A research project funded by the European Union is focused on recycling processes used to recover materials after refractories have been spent. The four research bodies and five industry groups in this consortium, known as ReSoURCE, claim their efforts could help cut CO2 emissions by up to 800,000 metric tons annually.

The leading researcher is RHI Magnesita, a manufacturer of over 120,000 different refractory varieties for iron and steel and nonferrous metal production, as well as cement making, glassmaking, and other industries. Other participants are offering expertise in geology, laser technology, and hyperspectral imaging. The focus of the effort is to cut CO2 emissions from the process of recycling spent refractories.

“On average, 60% of all spent refractories generated by refractory-consuming industries go to landfill, while only 30% is recycled,” explained RHI Magnesita CEO Stefan Borgas. “With the ReSoURCE project, we aim to increase it up to 75%. This means we can achieve significant savings of CO2 emissions per year.”

The goal of the ReSoURCE consortium is to define and implement a working, sensor-based system for refractory-waste sorting and powder handling. If successful, the project will make it possible to engineer automated sorting equipment that will increase the recycling of refractory breakout material from the current estimate of 7-30% (plus 10% of downcycling) to 80%.

The recycling process being evaluated was designed by Karl Friedrich, an expert in waste management and recycling at the Montanuniversität in Leoben. Prepared samples will be shipped to research specialists at Innolas Laser GmbH, in Germany, and the Norsk Elektro Optik AS, in Norway, who will conduct the initial experiments.

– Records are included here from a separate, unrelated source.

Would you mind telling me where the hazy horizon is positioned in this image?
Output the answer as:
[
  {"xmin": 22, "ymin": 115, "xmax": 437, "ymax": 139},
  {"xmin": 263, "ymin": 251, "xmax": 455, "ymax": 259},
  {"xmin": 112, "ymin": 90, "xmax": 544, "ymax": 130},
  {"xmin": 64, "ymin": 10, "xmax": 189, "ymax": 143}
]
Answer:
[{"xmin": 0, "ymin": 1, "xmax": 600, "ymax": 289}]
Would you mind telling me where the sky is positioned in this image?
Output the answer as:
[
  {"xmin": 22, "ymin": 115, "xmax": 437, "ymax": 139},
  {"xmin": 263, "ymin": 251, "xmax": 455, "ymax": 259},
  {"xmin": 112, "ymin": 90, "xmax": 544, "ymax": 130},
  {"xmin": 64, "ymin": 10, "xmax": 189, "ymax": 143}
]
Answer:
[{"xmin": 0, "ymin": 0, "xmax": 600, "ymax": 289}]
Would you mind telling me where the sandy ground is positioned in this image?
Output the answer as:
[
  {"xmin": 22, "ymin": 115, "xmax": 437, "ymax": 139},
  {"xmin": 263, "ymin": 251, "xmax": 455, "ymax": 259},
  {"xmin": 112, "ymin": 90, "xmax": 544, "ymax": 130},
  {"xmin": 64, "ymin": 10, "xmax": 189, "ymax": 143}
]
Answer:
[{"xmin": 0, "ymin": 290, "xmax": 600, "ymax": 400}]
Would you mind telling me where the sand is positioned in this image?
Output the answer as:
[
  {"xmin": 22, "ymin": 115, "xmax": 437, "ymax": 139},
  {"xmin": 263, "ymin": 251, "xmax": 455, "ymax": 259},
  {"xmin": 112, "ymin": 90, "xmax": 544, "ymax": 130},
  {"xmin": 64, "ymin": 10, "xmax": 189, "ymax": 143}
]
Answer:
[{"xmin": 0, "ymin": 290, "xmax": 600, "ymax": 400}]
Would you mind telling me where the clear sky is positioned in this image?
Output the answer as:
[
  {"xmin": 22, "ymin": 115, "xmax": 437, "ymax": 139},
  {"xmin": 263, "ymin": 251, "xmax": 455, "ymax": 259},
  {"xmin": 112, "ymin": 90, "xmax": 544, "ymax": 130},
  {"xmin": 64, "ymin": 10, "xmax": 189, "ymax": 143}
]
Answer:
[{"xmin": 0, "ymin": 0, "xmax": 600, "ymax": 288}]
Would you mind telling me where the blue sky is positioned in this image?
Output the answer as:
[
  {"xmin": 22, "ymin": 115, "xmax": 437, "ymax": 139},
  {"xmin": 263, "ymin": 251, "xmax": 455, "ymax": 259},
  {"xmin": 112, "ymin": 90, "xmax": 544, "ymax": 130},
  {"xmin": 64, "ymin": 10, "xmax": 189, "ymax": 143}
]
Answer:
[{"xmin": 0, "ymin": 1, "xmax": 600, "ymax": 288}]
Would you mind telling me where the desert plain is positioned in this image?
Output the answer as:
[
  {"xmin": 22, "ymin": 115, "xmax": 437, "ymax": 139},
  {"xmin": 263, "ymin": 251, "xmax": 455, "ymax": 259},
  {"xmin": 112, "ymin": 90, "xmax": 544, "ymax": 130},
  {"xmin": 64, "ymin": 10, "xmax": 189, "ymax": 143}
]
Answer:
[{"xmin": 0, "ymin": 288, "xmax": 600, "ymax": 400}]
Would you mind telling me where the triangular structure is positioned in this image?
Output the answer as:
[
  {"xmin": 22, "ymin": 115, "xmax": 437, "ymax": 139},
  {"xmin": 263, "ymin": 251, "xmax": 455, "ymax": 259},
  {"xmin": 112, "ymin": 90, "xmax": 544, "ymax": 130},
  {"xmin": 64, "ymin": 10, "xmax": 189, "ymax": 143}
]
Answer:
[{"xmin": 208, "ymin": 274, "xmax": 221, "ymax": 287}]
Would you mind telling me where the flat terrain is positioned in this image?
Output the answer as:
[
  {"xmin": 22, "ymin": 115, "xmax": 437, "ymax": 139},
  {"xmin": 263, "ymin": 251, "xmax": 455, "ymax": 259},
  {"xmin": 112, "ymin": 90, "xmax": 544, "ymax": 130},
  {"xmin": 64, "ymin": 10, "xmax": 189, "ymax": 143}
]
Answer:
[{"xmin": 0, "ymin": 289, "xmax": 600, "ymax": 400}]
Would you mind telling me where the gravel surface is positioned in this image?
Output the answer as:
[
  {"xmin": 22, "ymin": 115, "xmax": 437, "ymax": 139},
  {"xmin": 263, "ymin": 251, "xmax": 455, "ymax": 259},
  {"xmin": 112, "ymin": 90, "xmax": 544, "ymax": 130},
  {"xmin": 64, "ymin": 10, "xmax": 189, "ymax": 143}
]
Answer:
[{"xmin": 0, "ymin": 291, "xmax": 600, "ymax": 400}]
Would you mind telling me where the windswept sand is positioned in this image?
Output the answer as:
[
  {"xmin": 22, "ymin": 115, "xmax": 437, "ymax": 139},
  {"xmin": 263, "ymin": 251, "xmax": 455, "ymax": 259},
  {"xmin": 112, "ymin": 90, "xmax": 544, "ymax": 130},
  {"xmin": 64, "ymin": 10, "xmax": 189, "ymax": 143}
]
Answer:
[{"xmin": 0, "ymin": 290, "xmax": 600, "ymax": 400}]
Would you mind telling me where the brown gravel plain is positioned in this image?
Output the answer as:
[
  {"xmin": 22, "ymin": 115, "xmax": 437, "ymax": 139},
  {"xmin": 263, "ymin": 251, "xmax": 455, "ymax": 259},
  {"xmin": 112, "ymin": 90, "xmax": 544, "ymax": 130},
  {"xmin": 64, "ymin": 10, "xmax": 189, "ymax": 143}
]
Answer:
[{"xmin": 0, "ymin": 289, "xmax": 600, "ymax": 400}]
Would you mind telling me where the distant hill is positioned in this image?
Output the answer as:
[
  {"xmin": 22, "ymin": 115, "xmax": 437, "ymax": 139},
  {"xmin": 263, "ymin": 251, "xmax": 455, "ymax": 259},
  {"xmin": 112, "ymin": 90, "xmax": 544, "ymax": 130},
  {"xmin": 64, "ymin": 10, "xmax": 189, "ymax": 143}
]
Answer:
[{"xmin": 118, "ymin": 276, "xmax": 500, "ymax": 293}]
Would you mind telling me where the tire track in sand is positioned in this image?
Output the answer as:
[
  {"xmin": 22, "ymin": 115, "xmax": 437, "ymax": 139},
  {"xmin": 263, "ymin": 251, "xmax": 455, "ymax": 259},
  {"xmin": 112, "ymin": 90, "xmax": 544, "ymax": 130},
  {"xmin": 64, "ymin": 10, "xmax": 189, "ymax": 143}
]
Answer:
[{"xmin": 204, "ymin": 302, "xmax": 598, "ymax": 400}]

Other partners in the project are LSA GmbH and the Fraunhofer Institute in Germany, SINTEF in Norway, CPI in England. and Crowdhelix in Ireland. The €8.5-million project is funded by the European Health and Digital Executive Agency. It was launched in June 2022 and will continue through November 2025. (42 months).

“We are very much aware that we cannot reach our goal without our partners in Austria, Germany, England, Ireland, and Norway,” according to project manager Saranya Azhaarudeen, who is coordinating the international workflow. “Currently we are working on preparing samples of the used fire-resistant material from steel and cement production.

“I am confident that we will reach our goal in time and am grateful that we were given the financial support that we needed by the European Health and Digital Executive Agency (HaDEA),” Azhaarudeen added.